On the effectiveness of low frequency adversarial perturbations

Many studies have shown that models which generalize well in i.i.d settings lack robustness to distribution shift, suggesting that this is largely because they latch onto superficial statistics of the data (Jo & Bengio 2017; Geirhos et al. 2018; Hendrycks & Dietterich 2019; Gilmer & Hendrycks 2019). Adversarial examples can be viewed as a worst-case form of distribution shift, where semantically meaningless changes $\boldsymbol\delta$ yield decision change (Szegedy et al. 2013; Goodfellow et al. 2014) and semantically meaningful changes $\boldsymbol\delta$ do not yield decision change (Jacobsen et al. 2018; Jacobsen et al. 2019).

Adversarial training (Madry et al. 2017) directly optimizes for adversarial robustness by (i) minimizing the loss $\mathcal{L}[\bullet]$ on $I$ data/label pairs $\{\mathbf{x}_{i},y_{i}\}$ while simultaneously (ii) maximizing the loss for each example with respect to an adversarial change $\boldsymbol\delta_{i}$:

\begin{equation}\min_{\boldsymbol\phi}\frac{1}{|I|} \sum_{i=1}^{I} \max_{\|\boldsymbol\delta_{i}\| \leq \epsilon} \mathcal{L}\left[\mbox{f}[\mathbf{x}_{i} + \boldsymbol\delta_{i},\boldsymbol\phi], y_{i}\right], \tag{1.1}\end{equation}

where $\boldsymbol\delta_{i}$ is constrained to lie within a specified $\epsilon$-ball and $\mbox{f}[\bullet,\boldsymbol\phi]$ is the network function with parameters $\boldsymbol\phi$.

Unfortunately, generating adversarial examples is a non-convex optimization problem, and so this worst-case objective can only be approximately solved (Kolter & Madry 2018). Finding a lower bound is equivalent to finding an adversarial sample, and empirically it has been observed that search algorithms almost exclusively produce high frequency solutions (Guo et al. 2018). These are samples with small pixel-wise perturbations dispersed across an image.
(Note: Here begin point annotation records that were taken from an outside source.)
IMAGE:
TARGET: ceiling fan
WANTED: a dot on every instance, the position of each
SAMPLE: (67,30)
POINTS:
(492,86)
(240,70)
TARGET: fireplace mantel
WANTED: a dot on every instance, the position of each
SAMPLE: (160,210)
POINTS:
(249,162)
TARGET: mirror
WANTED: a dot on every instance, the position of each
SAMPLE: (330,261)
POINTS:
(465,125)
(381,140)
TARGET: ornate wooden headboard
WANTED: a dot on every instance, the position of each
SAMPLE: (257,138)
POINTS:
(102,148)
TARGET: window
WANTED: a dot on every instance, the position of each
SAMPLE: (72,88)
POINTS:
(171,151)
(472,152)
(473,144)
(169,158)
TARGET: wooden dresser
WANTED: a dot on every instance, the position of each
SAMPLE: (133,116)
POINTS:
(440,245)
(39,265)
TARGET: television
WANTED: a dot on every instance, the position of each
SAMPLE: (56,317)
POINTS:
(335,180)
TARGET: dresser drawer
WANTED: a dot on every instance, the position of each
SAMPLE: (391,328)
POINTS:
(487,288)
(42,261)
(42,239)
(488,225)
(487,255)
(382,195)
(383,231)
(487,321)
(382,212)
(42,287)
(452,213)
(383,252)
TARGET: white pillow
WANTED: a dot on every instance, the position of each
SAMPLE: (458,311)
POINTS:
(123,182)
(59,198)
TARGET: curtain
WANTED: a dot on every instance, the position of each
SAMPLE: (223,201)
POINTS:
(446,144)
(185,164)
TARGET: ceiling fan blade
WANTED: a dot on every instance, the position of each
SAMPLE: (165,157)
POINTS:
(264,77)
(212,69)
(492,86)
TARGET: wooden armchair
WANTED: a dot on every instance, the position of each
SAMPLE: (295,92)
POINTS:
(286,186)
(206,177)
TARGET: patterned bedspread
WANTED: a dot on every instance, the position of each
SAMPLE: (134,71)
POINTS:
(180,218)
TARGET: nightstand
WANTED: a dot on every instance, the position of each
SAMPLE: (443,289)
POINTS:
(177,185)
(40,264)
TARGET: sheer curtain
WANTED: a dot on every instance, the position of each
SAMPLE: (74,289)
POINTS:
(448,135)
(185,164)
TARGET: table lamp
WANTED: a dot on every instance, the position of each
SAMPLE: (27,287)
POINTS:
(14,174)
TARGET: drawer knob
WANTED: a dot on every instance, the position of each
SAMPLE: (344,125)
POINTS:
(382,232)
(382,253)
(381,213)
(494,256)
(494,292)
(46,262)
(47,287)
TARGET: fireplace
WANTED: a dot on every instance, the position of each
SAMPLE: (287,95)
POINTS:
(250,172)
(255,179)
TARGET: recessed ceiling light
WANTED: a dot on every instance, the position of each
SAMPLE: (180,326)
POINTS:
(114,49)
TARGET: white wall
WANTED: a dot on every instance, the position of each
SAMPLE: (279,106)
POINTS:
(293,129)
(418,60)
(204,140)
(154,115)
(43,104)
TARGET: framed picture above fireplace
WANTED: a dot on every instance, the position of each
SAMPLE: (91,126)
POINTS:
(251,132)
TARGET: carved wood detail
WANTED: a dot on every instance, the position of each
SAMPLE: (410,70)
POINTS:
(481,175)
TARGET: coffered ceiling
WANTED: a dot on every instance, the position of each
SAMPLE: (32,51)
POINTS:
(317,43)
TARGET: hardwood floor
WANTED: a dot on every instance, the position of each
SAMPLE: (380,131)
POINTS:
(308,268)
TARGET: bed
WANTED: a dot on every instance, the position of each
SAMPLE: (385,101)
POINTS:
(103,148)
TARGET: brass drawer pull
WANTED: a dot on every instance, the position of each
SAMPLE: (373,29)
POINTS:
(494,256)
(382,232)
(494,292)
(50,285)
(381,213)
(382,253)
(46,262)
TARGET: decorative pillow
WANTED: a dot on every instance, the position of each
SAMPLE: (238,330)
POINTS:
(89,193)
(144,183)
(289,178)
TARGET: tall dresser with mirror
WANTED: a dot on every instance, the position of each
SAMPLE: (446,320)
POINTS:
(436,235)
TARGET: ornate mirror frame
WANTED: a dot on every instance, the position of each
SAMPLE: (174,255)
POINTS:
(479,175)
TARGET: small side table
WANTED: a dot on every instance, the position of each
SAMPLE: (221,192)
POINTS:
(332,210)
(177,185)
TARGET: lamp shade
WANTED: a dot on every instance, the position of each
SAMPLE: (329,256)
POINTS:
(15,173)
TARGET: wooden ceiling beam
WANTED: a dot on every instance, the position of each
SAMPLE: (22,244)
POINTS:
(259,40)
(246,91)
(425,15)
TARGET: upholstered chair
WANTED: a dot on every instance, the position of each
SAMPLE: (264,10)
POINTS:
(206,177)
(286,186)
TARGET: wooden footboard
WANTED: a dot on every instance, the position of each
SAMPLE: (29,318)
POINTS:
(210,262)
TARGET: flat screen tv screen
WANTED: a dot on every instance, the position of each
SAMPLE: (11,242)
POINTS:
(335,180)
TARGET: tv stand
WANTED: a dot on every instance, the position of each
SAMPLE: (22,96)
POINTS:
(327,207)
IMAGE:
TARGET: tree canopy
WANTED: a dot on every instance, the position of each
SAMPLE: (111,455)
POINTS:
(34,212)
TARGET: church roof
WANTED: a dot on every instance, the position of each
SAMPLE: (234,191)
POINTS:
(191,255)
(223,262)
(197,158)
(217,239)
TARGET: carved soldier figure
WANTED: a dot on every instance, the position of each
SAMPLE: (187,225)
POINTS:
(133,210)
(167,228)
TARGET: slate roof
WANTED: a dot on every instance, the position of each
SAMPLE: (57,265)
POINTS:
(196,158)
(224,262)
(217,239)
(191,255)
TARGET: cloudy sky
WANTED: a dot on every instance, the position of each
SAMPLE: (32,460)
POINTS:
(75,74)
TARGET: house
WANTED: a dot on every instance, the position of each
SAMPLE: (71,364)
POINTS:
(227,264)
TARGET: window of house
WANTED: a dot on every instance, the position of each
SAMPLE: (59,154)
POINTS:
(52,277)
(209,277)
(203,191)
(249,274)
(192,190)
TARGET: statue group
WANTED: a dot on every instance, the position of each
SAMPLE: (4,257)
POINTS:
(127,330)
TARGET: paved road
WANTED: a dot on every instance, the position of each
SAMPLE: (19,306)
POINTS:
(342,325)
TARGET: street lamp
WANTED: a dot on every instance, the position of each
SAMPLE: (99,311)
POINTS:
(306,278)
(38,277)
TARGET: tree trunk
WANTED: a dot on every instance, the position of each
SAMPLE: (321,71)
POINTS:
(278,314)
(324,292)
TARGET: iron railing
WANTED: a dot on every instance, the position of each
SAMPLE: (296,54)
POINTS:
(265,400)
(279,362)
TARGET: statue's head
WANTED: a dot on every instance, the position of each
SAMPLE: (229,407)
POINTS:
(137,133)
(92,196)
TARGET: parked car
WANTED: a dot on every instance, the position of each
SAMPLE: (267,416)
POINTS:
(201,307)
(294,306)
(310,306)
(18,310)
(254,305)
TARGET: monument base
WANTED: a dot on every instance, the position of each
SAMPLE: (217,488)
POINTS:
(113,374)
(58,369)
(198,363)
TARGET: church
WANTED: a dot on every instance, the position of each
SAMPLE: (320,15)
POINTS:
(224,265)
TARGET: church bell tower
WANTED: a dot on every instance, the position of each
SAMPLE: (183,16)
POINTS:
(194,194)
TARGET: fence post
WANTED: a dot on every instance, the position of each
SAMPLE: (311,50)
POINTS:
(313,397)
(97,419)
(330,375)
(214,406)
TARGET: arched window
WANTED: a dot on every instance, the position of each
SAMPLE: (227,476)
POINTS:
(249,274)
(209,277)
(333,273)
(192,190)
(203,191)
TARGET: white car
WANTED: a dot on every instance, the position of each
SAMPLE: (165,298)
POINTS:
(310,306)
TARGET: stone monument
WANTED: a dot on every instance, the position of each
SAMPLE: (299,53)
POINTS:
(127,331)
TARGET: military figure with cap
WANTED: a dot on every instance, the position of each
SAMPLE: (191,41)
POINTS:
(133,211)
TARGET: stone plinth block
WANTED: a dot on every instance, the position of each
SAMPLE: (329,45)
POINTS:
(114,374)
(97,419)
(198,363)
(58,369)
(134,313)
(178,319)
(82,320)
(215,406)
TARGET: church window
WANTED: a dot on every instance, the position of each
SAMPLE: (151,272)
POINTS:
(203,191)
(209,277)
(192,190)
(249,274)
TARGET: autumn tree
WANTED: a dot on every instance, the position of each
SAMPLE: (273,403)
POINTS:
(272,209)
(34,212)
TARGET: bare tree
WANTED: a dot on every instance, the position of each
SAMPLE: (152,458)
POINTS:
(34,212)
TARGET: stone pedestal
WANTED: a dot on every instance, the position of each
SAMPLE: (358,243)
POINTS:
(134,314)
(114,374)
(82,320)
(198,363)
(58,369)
This suggests that defenses designed to counter such perturbations may be vulnerable to low frequency solutions, which is the hypothesis we focused on analyzing in our latest paper (Sharma et al. 2019).

Frequency Constraints

Recent work has shown the effectiveness of low frequency perturbations. Guo et al. (2018) improved the query efficiency of the decision-based gradient-free boundary attack (Brendel et al. 2017) by constraining the perturbation to lie within a low frequency subspace. Sharma et al. (2018) applied a 2D Gaussian filter on the gradient with respect to the input image during the iterative optimization process to win the CAAD 2018 competition.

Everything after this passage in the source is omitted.